Exploring Topological Transport in Pt$_2$HgSe$_3$ Nanoribbons: Insights for Spintronic Device Integration

Abstract: The discovery of the quantum spin Hall effect led to the exploration of the electronic transport for spintronic devices. Here, we theoretically investigated the electronic conductance in large-gap realistic quantum spin Hall system, Pt$_2$HgSe$_3$ nanoribbons. By an ab initio approach, we found that the edge states present a penetration depth of about $0.9$\,{nm}, which is much smaller than those predicted in other 2D topological systems. Thus, suggesting that Pt$_2$HgSe$_3$ allows the exploitation of topological transport properties in narrow ribbons.
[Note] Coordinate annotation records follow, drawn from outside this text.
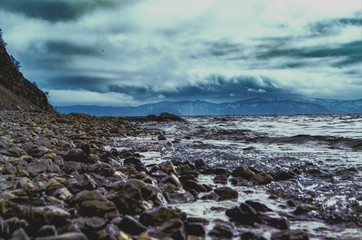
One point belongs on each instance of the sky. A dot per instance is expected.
(131, 52)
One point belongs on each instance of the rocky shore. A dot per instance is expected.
(62, 177)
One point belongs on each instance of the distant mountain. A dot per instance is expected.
(255, 106)
(16, 92)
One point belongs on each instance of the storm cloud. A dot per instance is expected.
(155, 50)
(59, 10)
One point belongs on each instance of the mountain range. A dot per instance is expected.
(254, 106)
(17, 92)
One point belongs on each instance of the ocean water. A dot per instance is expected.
(325, 152)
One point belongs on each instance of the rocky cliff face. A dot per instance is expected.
(16, 92)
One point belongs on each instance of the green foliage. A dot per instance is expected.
(2, 42)
(15, 62)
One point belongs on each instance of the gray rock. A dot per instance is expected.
(226, 193)
(290, 235)
(159, 216)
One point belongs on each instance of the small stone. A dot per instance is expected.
(20, 234)
(168, 167)
(161, 137)
(66, 236)
(211, 196)
(261, 179)
(173, 229)
(290, 235)
(86, 148)
(195, 229)
(274, 220)
(92, 203)
(243, 172)
(226, 193)
(221, 231)
(51, 215)
(76, 155)
(130, 225)
(221, 179)
(259, 207)
(47, 230)
(301, 210)
(193, 184)
(159, 216)
(133, 160)
(244, 214)
(250, 236)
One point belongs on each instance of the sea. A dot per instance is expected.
(322, 153)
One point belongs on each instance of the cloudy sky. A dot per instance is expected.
(129, 52)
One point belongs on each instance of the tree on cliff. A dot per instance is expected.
(15, 62)
(2, 42)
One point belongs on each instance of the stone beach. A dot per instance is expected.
(79, 177)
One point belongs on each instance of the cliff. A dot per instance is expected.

Using non-equilibrium Green's functions calculations, we have examined the electron conductivity upon the presence of Se\,$\leftrightarrow$\,Hg antistructure defects randomly distributed in the Pt$_2$HgSe$_3$ scattering region. By considering scattering lengths up to $109$\,nm, we found localization lengths that can surpass $\mu$m sizes for narrow nanoribbons ($<9$\,nm). These findings can contribute to further understanding the behavior of topological insulators under realistic conditions and their integration within electronic, spintronic devices.